The recommendations on application of generative artificial intelligence (AI) technologies in the paper publication process are developed on the basis of recommendations of World Association of Medical Editors (WAME) on chatbots and generative artificial intelligence in relation to scholarly publications.
Recommendation 1: Chatbots cannot be authors. Chatbots do not meet the authorship criteria, particularly that of being able to give final approval of the version to be published and to be accountable for all aspects of the work in ensuring that questions related to the accuracy or integrity of any part of the work are appropriately investigated and resolved. No AI tool can “understand” a conflict-of-interest statement, and does not have the legal standing to sign a statement. Chatbots have no affiliation independent of their developers. Since authors submitting a manuscript must ensure that all those named as authors meet the authorship criteria, chatbots cannot be included as authors.
Recommendation 2: Authors should be transparent when chatbots are used and provide information about how they were used. The extent and type of use of chatbots in scientific publications should be indicated. This is consistent with the recommendation of acknowledging writing assistance and providing detailed information in the paper about how the study was conducted and the results generated.

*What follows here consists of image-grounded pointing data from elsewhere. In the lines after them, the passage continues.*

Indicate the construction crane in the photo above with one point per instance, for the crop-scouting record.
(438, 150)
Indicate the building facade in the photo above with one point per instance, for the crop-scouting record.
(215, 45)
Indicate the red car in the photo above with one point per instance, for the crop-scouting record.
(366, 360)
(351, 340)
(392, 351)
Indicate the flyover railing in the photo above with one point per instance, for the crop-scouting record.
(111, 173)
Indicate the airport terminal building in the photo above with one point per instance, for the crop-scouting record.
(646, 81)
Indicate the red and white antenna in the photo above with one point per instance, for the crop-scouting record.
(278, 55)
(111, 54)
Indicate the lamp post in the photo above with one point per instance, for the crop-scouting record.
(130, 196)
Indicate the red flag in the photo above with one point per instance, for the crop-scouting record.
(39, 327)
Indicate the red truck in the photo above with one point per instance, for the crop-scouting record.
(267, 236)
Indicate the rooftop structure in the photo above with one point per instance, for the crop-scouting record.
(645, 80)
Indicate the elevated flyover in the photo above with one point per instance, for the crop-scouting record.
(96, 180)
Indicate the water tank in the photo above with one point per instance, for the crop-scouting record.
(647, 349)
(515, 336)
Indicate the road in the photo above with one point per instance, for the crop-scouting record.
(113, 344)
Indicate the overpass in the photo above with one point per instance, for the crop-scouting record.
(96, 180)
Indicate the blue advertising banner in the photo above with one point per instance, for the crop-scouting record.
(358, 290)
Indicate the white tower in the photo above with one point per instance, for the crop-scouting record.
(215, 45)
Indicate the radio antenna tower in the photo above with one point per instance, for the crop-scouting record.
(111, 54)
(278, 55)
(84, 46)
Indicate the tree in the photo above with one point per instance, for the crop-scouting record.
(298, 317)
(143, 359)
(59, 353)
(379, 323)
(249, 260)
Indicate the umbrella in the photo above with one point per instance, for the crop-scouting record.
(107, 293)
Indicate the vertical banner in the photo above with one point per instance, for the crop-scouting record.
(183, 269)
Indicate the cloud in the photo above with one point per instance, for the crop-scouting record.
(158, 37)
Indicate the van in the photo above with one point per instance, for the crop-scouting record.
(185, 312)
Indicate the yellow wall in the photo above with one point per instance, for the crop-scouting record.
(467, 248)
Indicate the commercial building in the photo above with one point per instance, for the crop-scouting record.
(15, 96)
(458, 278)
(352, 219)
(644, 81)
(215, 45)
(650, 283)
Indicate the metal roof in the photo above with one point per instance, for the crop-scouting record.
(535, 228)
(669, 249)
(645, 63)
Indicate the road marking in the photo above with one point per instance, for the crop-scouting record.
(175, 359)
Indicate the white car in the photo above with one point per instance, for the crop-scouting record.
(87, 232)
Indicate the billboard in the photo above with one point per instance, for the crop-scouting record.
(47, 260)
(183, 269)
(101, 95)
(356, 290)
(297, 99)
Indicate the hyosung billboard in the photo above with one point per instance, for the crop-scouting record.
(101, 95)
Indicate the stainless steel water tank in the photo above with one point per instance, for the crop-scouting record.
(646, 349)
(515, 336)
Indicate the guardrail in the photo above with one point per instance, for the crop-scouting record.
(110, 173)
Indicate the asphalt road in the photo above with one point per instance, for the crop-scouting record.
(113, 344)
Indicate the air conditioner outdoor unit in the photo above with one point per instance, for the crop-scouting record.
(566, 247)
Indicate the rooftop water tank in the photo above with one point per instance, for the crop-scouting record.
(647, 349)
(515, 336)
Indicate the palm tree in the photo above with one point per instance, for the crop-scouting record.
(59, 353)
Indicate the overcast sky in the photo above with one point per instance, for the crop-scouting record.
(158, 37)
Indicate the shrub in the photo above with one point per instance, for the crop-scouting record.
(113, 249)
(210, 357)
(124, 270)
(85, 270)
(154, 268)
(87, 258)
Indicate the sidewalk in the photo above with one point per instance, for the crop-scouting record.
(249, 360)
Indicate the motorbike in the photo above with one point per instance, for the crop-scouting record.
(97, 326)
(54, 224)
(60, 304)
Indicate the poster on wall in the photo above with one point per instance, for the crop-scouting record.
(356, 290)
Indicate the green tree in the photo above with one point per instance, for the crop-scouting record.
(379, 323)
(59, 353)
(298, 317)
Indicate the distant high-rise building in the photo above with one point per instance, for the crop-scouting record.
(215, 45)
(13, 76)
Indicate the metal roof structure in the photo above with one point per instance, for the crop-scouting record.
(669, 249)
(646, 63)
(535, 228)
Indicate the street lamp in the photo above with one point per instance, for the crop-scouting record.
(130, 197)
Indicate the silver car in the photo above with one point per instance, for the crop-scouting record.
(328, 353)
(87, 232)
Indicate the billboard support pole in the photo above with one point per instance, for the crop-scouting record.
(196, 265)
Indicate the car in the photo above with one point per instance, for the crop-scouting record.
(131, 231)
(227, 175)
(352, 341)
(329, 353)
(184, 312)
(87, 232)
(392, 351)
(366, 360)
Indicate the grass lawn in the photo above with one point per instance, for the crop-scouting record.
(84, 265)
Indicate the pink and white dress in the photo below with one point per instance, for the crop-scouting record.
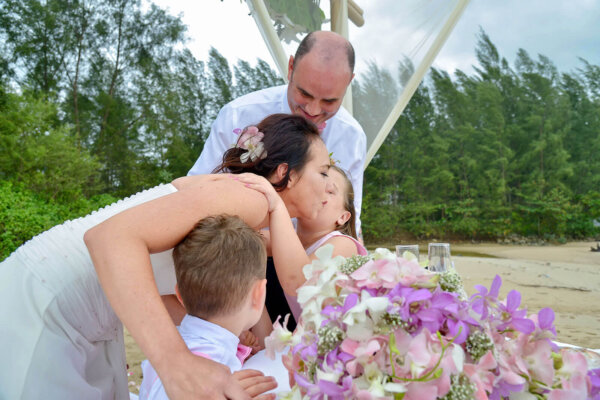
(292, 302)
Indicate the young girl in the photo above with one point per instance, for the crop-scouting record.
(292, 249)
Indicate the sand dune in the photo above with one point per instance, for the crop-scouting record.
(565, 278)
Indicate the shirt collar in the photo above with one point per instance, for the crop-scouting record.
(194, 327)
(285, 105)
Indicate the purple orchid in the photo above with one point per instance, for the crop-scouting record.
(482, 300)
(513, 317)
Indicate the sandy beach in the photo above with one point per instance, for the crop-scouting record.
(563, 277)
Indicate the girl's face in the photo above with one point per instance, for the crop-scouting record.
(333, 213)
(308, 189)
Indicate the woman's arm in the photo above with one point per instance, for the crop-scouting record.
(120, 249)
(288, 253)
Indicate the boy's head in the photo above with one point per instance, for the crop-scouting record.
(218, 265)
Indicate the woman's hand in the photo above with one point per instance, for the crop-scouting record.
(248, 339)
(263, 186)
(192, 377)
(255, 384)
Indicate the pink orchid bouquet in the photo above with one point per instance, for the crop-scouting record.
(383, 327)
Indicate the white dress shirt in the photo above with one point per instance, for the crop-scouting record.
(204, 339)
(343, 136)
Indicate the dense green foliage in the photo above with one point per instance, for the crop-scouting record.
(507, 150)
(99, 100)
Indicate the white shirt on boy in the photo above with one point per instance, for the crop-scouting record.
(204, 339)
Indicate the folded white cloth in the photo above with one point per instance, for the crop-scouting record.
(269, 367)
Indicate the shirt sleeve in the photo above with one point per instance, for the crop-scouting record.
(219, 140)
(356, 169)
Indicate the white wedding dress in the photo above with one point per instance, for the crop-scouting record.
(59, 337)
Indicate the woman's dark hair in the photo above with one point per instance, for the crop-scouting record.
(287, 140)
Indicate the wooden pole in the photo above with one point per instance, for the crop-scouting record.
(415, 80)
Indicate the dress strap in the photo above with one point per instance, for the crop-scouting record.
(313, 247)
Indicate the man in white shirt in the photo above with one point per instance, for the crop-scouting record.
(318, 76)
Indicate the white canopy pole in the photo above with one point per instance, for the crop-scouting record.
(339, 24)
(265, 26)
(415, 80)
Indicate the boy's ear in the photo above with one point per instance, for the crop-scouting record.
(342, 219)
(259, 293)
(178, 295)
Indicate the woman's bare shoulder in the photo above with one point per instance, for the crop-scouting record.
(219, 193)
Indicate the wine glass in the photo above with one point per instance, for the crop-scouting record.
(401, 249)
(439, 257)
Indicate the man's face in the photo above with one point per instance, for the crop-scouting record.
(316, 89)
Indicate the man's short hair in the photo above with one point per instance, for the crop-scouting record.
(309, 41)
(216, 265)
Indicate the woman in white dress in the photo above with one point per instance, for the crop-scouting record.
(63, 303)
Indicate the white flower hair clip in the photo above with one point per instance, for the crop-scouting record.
(251, 140)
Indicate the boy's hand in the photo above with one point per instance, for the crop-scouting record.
(256, 384)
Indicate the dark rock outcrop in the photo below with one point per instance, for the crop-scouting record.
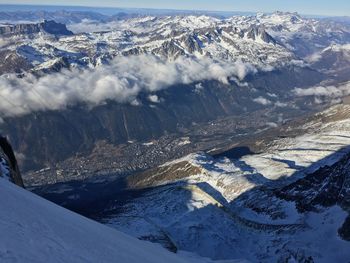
(6, 153)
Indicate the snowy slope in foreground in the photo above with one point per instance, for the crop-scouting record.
(35, 230)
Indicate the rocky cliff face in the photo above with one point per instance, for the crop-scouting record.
(8, 163)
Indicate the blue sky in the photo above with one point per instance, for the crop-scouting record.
(319, 7)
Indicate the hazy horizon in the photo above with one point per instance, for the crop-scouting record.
(105, 8)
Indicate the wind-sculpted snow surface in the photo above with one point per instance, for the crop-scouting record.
(35, 230)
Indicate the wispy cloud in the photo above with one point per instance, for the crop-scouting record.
(122, 80)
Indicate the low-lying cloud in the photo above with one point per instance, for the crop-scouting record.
(332, 92)
(122, 80)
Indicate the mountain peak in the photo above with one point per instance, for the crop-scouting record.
(47, 26)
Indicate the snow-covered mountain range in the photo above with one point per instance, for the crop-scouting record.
(265, 41)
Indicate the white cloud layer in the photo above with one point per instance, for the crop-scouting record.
(120, 81)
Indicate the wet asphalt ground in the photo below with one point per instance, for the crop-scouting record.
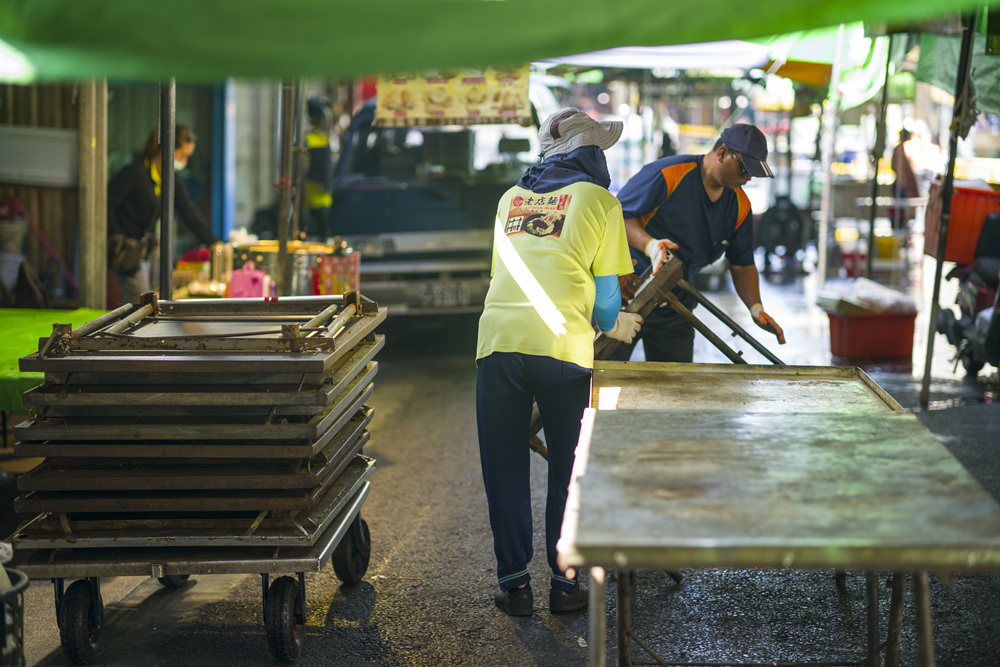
(426, 598)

Recommendation 2.1: Authors submitting a paper in which a chatbot/AI was used to draft new text should note such use in the acknowledgment; all prompts used to generate new text, or to convert text or text prompts into tables or illustrations, should be specified.
Recommendation 2.2: When an AI tool such as a chatbot was used to carry out or generate analytical work, help report results (e.g., generating tables or figures), or write computer codes, this should be stated in both the abstract and the body of the paper. In the interests of enabling scientific scrutiny, including replication and identifying falsification, the full prompt (query statement) used to generate the research results, the time and date of query, and the AI tool used and its version, should be provided.
Recommendation 3: Authors are responsible for material provided by a chatbot in their paper (including the accuracy of what is presented and the absence of plagiarism) and for appropriate attribution of all sources (including original sources for material generated by the chatbot). It is the author’s responsibility to ensure that the content reflects the author's data and ideas and is not plagiarism, fabrication or falsification. Otherwise, it is scientific misconduct to offer such material for publication, irrespective of how it was written. Similarly, authors must ensure that all quoted material is appropriately attributed, including full citations, and that the cited sources support the chatbot’s statements. Since a chatbot may be designed to omit sources that oppose viewpoints expressed in its output, it is the authors’ responsibility to find, review and include such counterviews in their papers. Authors should specify what they have done to mitigate the risk of plagiarism, provide a balanced view, and ensure the accuracy of all their references.
Recommendation 4: Editors and peer reviewers should specify, to authors and each other, any use of chatbots in the evaluation of the manuscript and generation of reviews and correspondence. Editors and reviewers are responsible for any content and citations generated by a chatbot. They should be aware that chatbots retain the prompts fed to them, including manuscript content, and supplying an author's manuscript to a chatbot breaches confidentiality of the submitted manuscript.
Recommendation 5: Editors should use, if possible, appropriate tools to help them detect content generated or altered by AI. Such tools should be used, if possible, by editors for the good of science and the public.